One Small Step for … Movies

Next week the world celebrates the 40th anniversary of Apollo 11 landing on the moon. Rightly so, because it was a feat made possible by political vision, scientific and industrial genius and, most importantly, truly awesome levels of human endurance, determination, creativity and courage. Whatever else our failings as a species — war, famine, the […]

Last Updated: July 20, 2009 @ 6:48 PM

Next week the world celebrates the 40th anniversary of Apollo 11 landing on the moon. Rightly so, because it was a feat made possible by political vision, scientific and industrial genius and, most importantly, truly awesome levels of human endurance, determination, creativity and courage.

Whatever else our failings as a species — war, famine, the films of Joe Piscopo — putting Neil Armstrong and Buzz Alrdin on the lunar surface on July 20, 1969, is something of which we can be forever proud.

Just see if you don’t still get the chills watching the footage that 500 million people tuned in to — and this was back when there were only 3.6 billion of us and there wasn’t a flatscreen in every room.

But the lunar landing was also an event that cinema had predicted — almost since its very inception. I think in some small way, the movies helped mankind make this dream real.

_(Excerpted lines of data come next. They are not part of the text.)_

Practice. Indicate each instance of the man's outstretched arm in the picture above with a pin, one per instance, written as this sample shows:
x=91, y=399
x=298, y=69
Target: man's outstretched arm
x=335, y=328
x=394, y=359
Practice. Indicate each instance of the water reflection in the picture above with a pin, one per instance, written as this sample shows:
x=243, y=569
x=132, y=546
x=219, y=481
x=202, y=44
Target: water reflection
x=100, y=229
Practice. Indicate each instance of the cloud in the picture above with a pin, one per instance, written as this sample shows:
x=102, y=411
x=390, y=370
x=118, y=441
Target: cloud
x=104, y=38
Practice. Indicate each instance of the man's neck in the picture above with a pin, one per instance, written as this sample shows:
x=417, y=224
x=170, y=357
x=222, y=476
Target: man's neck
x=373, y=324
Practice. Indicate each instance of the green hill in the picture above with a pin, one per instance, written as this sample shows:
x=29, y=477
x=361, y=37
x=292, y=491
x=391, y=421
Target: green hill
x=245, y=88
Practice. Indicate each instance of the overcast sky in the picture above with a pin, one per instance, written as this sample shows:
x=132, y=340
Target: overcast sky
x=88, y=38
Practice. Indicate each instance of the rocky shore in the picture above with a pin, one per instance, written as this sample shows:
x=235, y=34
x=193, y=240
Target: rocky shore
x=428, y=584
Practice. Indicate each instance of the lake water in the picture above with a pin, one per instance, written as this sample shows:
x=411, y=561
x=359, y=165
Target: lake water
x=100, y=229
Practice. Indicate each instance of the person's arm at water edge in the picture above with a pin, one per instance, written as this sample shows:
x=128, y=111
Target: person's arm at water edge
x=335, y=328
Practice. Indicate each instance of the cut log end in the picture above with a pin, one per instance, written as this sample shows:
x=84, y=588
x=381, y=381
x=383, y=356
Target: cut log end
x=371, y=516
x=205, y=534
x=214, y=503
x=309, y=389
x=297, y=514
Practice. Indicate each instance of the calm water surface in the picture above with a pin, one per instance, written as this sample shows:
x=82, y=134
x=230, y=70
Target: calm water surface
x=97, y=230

The most enduring image from the birth of film is from George Melies “A Trip to the Moon” (“Le Voyage Dans La Lune”). Influenced by Jules Verne’s 1865 novel “From Earth to the Moon,” it visualizes a manned projectile shot into space accompanied by much fanfare. Or course, science kinda goes out the window when the Man in the Moon gets an Earthling rocket in the eye.

But it is worth remembering that Melies made the film in 1902, a year before the first powered flight.

It’s not surprising that the moon should play such a key role in imagination and in the development of fantastic film. Before they mastered fire, our ancestors gazed up in wonder at what is — to ours and their eyes — a very big silver screen whose glow is but the reflection of projected light.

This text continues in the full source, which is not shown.